What The Data Says About Students’ 21st Century Readiness

data-on-21st-century-skills-readiness

What The Data Says About Students’ 21st Century Readiness

21st century skills is a term that’s been bandied about for over a decade now.

Loosely, it refers to the creative and technology-based skills students are increasingly required to demonstrate to use information in the real world.

While there’s plenty of tools, leadership, strategies, and even rhetoric surrounding this discussion, what’s there’s less of is data.

The following infographic from learning.com helps soften that reality a bit by graphically displaying the data from over 500,000 elementary and middle school assessments framed around ISTE’s technology standards.
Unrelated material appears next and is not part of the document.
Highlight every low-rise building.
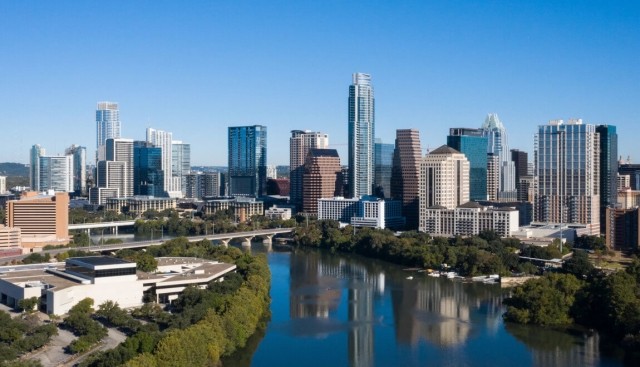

It then goes on to offer areas of strength (digital citizenship and technology operation) and weakness (research, critical thinking, problem solving). While little of this would be new to most K-20 educators, it does at least attempt to quantify the matter upon assessment results (though exactly how–criterion-based or not–is unclear). It also offers 2013 SAT results that suggest that the majority (57%) of students don’t meet college and career-readiness benchmarks.

But hey, all is not lost. It offers decent criteria for 21st century skills (including digital citizenship), and claims that 72% practice safe, legal, and responsible use of information and technology.

This number seem a bit high to anyone?